This week our prompt for 52 ancestors in 52 weeks is “Oldest”. I’m going to tell you about Robert McCall, who I knew as Uncle Bobby. Uncle Bobby lived to the grand old age of 101 years old. I remember celebrating his 100th birthday at Rainycrest (what we called the old folks home) in Fort Frances, Ontario. My great-aunt Edna made him a strawberry shortcake because it was his favourite. Below is an article from the Fort Frances Times newspaper about his birthday. The article states he even received congratulations from the queen for reaching 100 years old. I have never been able to find a birth registration for him but the family celebrated his birthday on July 21 and said he was born in 1880. In the 1881 Census he is 1 year old.

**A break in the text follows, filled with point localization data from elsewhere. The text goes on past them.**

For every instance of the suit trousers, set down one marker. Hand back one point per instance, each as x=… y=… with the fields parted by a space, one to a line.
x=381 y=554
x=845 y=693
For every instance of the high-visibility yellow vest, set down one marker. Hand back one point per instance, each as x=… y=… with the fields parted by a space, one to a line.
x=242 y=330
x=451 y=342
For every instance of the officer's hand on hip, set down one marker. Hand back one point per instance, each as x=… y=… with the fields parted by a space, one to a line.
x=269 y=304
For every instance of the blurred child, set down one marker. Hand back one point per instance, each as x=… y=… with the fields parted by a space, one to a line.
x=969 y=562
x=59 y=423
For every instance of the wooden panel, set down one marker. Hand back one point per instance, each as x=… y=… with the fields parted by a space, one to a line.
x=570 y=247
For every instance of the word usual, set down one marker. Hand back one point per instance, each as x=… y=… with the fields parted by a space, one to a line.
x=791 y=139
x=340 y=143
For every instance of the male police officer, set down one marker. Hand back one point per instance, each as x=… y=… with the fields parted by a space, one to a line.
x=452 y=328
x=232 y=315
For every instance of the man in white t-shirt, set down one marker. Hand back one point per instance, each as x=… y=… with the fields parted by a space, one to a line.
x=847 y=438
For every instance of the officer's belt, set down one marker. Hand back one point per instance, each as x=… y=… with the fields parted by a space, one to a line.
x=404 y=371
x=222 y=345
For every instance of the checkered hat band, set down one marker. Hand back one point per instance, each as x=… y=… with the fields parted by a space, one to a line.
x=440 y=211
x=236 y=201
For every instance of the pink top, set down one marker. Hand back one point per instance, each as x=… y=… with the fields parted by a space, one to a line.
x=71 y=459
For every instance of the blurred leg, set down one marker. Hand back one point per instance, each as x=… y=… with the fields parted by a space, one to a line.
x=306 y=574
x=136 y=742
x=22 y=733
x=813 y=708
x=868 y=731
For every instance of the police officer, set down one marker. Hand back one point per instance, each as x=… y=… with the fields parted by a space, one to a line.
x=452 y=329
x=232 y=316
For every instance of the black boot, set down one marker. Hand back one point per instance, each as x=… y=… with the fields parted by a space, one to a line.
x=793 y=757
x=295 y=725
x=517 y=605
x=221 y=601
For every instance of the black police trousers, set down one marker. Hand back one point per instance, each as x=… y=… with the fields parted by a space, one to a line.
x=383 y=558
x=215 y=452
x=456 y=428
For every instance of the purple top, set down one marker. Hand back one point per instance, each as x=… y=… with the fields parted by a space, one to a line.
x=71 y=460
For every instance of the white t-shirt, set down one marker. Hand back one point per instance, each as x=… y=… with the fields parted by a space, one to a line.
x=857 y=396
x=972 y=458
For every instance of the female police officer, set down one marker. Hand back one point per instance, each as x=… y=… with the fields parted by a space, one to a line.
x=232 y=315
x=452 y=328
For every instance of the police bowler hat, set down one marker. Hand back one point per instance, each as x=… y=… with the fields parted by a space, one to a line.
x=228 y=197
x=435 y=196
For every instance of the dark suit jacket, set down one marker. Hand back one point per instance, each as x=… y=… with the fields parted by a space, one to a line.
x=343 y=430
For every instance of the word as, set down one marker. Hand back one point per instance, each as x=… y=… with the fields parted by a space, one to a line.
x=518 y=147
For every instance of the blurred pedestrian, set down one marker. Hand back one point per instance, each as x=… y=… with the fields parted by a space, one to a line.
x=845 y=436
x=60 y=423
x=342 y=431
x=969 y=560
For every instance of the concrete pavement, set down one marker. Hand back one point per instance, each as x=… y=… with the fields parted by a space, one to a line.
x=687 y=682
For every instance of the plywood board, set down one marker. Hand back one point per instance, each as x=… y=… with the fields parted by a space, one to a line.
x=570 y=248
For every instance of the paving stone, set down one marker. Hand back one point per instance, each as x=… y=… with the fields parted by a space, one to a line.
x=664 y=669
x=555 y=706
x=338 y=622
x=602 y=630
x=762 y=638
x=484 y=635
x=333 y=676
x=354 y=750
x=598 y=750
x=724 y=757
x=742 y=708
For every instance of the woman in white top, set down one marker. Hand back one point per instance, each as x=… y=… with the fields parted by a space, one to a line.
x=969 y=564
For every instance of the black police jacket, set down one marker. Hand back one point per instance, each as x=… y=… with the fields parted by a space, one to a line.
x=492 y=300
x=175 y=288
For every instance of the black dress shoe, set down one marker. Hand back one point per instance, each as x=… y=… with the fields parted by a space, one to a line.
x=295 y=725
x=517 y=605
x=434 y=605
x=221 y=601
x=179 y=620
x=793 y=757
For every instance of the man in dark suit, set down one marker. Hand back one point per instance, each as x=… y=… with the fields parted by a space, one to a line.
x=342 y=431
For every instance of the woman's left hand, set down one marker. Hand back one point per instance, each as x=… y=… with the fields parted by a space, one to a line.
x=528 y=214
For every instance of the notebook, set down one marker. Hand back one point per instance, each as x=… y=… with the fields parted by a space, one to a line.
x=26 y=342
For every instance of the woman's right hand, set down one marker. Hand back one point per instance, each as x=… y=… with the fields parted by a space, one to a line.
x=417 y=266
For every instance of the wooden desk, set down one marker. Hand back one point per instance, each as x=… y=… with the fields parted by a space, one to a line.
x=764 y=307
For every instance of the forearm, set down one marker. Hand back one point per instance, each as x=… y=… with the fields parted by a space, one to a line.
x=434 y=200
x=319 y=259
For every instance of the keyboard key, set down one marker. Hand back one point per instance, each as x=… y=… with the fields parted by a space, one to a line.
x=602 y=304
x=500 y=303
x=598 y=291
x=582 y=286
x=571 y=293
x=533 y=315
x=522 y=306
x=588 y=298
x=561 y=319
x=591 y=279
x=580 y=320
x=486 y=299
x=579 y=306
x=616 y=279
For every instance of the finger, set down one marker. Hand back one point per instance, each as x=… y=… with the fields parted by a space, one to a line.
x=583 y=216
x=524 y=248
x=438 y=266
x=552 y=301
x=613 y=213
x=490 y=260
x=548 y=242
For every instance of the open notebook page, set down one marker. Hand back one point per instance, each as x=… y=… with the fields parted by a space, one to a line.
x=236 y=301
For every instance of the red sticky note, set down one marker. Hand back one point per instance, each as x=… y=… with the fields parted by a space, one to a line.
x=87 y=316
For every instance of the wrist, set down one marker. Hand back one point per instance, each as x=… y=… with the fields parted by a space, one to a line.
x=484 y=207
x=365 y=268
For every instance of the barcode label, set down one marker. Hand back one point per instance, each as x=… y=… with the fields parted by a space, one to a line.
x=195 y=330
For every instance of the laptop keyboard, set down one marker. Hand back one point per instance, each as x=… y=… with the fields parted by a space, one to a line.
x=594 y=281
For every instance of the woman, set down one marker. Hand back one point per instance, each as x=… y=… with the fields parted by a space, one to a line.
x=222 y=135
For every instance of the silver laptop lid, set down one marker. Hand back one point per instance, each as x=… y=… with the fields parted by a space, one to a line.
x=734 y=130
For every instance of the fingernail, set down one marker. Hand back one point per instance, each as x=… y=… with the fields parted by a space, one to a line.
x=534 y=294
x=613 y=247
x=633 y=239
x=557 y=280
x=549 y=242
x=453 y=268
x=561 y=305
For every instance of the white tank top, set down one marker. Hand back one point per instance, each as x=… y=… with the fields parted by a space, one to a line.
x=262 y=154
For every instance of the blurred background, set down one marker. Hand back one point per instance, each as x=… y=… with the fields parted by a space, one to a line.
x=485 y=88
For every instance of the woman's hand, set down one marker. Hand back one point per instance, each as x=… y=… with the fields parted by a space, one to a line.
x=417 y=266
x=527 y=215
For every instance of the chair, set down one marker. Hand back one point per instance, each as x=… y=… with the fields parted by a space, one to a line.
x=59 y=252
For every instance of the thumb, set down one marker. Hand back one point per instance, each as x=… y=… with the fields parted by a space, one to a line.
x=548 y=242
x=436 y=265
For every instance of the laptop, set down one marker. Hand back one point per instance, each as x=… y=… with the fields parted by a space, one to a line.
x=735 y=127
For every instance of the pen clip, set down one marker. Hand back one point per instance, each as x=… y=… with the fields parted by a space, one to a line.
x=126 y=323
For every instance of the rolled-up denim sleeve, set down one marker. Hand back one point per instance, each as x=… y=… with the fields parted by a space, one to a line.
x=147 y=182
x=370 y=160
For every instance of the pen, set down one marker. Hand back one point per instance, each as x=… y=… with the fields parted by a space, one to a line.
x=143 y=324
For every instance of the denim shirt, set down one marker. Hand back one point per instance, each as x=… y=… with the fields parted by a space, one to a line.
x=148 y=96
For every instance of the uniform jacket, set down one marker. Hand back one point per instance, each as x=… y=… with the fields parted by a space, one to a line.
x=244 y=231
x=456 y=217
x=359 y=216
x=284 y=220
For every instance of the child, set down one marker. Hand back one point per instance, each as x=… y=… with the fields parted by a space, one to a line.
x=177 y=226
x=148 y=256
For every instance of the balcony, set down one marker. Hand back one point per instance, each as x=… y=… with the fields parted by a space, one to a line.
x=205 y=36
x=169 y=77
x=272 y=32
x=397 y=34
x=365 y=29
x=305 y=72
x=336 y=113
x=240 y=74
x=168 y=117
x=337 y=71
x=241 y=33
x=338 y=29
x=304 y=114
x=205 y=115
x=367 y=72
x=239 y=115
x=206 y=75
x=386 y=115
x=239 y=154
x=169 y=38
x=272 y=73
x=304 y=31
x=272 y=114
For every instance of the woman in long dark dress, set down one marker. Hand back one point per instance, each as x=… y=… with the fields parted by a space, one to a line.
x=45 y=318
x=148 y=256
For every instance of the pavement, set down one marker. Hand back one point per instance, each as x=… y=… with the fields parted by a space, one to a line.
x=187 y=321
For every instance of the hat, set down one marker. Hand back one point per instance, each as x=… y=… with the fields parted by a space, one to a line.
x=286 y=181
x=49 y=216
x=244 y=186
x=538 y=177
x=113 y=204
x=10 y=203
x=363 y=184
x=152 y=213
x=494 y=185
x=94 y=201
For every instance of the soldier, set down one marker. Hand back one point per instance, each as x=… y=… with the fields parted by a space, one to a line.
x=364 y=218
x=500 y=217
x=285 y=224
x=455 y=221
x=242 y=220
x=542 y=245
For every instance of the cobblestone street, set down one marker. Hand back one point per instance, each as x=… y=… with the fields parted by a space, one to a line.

McCall, Robert_100 Birthday Picture

Uncle Bobby is my dad’s grandmother’s (Margaret Miller nee McCall) brother so that makes him my great-great uncle. I remember visiting him at his home in LaVallee, Ontario when we were kids.

He was born in Huron, Bruce County, Ontario. Bobby had 4 siblings; Andrew, born about 1874, Elizabeth (Auntie Ganton), born about 1877, Billy born about 1881, and my great-grandmother, Maggie, born about 1882. The family moved to the Rainy River District about 1904.

While living in Eastern Ontario, he lost his left arm on a thrashing machine.The story goes he was engaged at the time but his fiancee wouldn’t marry him because she didn’t think he could support her. Bobby never did married.

The family stories tells us that he was very creative in managing with one arm. It’s written,

“It’s amazing what Bobby could do with only one arm. He was able to use a shovel and a ptichfork as well as someone with two arms. In order to use a scythe, he designed a harness which made it possible for him to cut hay and grain .In the winter he cut and sold firewood…Tamarack had to be cut…while green; otherwise, it became so hard that it dulled the saw blades. He mounted a stationary engine on a horse drawn wagon to run a circular saw. This system allowed Bobby to save labour and increase productivity.”

His resourcefulness made it possible for him to provide for himself.

Uncle Bobby died on April 26, 1981 in Fort Frances, Ontario and is buried in the Devlin/LaVallee Cemetery.

1881; Census Place: Huron, Bruce South, Ontario; Roll: C_13274; Page: 35; Family No: 154; and The Church of Jesus Christ of Latter-day Saints. 1881 Census of Canada [database on-line]. Provo, UT, USA; Citing
“Census of Canada, 1881.” Statistics Canada Fonds, Record Group 31-C-1. LAC microfilm C-13162 to C-13286. Library and Archives Canada, Ottawa.

Tara Shymanski Collection; undated clipping from the Fort Frances Times (probably July 1880.

Tara Shymanski Collection; “The Millers of LaVallee”; undated stories, unknown author.